Renal and urinary disorders: acute kidney injury (acute renal failure), hematuria, proteinuria, interstitial nephritis, nephrotic syndrome, renal papillary necrosis.
General disorders and administration site conditions: injection site irritation, swelling, exacerbation of hemorrhoids.
Reproductive system and breast disorders: impotence.
Clinical trials and epidemiological data suggest an increased risk of thrombotic complications (e.g. myocardial infarction or stroke) associated with the use of diclofenac, particularly at high therapeutic doses (150 mg per day) and with long-term use.

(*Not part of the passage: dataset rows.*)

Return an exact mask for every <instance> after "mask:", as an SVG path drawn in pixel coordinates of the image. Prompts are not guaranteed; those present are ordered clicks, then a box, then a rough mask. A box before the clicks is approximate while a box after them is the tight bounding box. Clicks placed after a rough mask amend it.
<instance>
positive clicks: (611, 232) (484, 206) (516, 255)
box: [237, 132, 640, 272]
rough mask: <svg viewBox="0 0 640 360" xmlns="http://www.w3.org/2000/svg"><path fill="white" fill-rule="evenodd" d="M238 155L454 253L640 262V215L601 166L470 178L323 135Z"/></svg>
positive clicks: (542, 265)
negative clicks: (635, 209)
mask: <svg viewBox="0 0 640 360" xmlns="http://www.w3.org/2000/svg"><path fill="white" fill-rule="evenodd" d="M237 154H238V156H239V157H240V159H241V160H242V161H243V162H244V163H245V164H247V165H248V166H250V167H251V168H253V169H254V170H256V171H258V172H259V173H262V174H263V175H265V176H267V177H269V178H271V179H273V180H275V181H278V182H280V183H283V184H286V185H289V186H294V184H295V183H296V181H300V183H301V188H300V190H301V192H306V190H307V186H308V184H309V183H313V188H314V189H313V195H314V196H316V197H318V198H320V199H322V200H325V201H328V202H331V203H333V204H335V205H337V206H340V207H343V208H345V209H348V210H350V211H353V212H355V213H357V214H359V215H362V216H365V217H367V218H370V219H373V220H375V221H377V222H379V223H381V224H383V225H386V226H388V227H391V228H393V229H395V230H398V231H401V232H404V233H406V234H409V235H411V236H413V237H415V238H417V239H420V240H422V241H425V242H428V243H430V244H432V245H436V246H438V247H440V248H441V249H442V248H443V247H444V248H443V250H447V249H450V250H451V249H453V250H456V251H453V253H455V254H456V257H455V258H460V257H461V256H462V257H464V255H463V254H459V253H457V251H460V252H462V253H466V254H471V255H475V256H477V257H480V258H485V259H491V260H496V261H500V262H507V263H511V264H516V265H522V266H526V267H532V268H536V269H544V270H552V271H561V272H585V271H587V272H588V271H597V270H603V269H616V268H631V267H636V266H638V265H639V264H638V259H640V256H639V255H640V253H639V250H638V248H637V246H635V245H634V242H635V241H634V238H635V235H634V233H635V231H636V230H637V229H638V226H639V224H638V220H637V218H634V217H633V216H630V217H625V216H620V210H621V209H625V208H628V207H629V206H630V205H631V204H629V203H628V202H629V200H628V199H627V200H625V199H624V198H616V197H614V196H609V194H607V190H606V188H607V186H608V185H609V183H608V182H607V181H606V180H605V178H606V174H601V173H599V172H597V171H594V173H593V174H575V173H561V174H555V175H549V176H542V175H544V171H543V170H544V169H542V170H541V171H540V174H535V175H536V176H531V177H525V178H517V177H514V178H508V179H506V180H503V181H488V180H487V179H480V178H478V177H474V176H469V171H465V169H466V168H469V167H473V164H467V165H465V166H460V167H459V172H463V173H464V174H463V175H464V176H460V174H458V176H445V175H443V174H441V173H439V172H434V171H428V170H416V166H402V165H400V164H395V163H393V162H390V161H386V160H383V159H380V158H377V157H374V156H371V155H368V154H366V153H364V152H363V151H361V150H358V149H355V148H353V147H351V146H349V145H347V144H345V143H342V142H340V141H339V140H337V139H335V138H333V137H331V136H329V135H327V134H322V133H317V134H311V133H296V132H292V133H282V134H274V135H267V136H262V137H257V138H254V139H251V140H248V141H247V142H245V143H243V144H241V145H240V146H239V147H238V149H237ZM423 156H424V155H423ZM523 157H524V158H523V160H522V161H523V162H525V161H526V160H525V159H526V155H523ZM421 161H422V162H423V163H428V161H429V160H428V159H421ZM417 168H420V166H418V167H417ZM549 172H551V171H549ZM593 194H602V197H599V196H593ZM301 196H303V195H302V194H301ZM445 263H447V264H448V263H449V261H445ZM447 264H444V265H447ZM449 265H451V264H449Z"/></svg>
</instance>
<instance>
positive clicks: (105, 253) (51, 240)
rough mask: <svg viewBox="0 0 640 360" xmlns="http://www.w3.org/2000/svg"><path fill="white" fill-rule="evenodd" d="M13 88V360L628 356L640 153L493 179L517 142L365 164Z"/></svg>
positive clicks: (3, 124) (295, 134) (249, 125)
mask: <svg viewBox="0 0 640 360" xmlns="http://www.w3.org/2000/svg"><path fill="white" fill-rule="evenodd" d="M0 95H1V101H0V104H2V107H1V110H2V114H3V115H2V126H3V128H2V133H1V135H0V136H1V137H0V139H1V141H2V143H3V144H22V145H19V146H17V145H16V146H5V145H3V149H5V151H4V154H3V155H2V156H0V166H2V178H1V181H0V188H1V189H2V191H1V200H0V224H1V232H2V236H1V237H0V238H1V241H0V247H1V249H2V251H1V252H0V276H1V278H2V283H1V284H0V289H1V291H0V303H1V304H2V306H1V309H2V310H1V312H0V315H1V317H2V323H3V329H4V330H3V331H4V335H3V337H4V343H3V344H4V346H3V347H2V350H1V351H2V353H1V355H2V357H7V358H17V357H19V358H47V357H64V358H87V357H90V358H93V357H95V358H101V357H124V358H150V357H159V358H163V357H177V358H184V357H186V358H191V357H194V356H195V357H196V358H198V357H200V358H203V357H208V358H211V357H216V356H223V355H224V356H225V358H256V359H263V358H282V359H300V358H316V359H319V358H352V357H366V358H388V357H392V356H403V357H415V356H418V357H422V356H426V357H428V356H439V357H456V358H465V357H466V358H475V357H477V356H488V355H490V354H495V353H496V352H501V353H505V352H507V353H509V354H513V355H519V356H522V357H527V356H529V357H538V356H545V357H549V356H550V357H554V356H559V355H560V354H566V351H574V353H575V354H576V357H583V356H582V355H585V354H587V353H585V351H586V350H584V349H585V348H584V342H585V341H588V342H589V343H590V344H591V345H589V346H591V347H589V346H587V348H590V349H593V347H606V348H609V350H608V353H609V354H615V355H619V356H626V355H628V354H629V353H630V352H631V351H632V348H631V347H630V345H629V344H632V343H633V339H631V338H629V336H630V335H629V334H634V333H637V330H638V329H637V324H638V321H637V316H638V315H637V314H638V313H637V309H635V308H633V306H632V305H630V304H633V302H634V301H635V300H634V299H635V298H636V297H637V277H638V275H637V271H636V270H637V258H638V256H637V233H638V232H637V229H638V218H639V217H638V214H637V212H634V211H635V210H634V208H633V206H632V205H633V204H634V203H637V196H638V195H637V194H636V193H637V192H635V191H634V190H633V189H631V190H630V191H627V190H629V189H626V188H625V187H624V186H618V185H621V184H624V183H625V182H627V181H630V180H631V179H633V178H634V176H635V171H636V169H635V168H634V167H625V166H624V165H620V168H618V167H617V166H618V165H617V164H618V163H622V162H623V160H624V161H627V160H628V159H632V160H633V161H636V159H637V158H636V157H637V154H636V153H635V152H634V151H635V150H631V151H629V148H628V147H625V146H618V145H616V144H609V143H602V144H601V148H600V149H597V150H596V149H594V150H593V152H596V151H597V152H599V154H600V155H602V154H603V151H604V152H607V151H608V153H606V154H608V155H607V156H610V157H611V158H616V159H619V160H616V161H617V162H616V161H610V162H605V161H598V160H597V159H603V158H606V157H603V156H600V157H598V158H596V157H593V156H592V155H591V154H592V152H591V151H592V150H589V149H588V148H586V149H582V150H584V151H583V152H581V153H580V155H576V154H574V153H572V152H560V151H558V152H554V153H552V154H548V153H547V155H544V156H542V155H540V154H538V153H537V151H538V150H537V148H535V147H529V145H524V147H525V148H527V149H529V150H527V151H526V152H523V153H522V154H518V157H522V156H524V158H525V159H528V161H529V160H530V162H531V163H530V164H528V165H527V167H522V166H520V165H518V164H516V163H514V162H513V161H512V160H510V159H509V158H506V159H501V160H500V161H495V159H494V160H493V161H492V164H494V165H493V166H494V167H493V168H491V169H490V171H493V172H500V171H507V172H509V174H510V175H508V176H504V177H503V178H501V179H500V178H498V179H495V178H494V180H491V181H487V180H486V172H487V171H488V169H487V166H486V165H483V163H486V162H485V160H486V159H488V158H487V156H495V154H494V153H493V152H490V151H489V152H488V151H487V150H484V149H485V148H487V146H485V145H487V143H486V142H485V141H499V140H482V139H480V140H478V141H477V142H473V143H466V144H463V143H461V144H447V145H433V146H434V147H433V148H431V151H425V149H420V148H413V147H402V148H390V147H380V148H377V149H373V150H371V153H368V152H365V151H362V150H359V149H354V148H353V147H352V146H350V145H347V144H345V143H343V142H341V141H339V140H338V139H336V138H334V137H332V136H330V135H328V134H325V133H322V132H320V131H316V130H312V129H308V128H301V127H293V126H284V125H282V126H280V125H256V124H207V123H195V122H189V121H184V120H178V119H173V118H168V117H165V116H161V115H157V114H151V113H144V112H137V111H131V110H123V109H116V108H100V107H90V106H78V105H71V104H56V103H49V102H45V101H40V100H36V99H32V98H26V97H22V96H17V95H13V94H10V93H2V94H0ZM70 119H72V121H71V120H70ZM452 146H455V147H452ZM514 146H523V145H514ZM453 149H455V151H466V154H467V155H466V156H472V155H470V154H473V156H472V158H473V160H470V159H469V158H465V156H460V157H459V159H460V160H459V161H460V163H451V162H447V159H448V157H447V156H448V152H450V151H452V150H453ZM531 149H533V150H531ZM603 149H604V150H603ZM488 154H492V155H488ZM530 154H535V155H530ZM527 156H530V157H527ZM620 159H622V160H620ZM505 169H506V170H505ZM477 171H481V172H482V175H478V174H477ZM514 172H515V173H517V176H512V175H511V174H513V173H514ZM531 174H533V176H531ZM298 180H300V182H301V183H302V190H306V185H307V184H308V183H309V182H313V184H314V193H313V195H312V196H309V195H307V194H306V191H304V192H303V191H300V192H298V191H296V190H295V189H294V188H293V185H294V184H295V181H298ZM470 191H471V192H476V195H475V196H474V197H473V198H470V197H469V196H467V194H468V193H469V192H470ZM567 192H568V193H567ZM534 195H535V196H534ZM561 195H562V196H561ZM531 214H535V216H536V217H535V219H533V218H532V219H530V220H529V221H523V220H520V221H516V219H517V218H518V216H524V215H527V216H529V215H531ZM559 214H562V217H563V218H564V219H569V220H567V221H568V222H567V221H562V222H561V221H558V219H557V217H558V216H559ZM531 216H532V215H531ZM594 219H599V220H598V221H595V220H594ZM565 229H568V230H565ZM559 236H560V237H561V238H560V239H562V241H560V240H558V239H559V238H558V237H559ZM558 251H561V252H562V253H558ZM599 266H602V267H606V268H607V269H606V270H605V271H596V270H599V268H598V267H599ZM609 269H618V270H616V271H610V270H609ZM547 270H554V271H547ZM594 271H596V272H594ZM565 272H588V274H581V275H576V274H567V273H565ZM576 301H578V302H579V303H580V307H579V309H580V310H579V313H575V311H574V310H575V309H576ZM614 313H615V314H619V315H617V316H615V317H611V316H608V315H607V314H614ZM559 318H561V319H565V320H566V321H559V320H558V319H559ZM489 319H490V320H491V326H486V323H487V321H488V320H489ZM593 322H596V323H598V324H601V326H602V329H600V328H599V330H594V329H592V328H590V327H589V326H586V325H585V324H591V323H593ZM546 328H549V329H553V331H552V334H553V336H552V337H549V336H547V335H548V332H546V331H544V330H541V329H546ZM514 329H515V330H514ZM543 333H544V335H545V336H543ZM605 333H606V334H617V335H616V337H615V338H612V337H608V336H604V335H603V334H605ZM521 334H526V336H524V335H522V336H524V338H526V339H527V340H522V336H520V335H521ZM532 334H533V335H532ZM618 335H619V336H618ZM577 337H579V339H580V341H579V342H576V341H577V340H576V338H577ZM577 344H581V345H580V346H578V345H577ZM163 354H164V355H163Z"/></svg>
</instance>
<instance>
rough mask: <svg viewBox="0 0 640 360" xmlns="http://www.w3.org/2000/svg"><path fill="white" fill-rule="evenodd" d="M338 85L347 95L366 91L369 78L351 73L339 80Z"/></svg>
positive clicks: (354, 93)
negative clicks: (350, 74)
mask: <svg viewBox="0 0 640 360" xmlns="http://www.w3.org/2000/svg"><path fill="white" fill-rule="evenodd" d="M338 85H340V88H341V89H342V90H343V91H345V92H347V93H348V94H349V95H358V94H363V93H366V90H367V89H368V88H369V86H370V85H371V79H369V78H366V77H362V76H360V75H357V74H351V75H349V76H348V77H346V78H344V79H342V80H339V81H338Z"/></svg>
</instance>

Visual disturbances such as visual disturbances, blurred vision and diplopia are class effects of NSAIDs and are usually reversible upon discontinuation of the drug. The most likely mechanism of visual disturbances is inhibition of the synthesis of prostaglandins and other related compounds, which, by disrupting the regulation of retinal blood flow, contribute to the development of visual disturbances. If such symptoms occur during treatment with diclofenac, an ophthalmological examination should be performed to exclude other possible causes.
Expiration date
3 years.
Storage conditions
Store in the original packaging at a temperature not exceeding 25 °C.
Keep out of reach of children.
Packaging
5 suppositories in a strip. 2 strips in a carton.
Vacation category
According to the recipe.
Producer
Kusum Healthcare Pvt Ltd.
Location of the manufacturer and its business address
SP-289 (A), RIICO Industrial Area, Chopanki, Bhiwadi, Dist. Alwar (Rajasthan), India.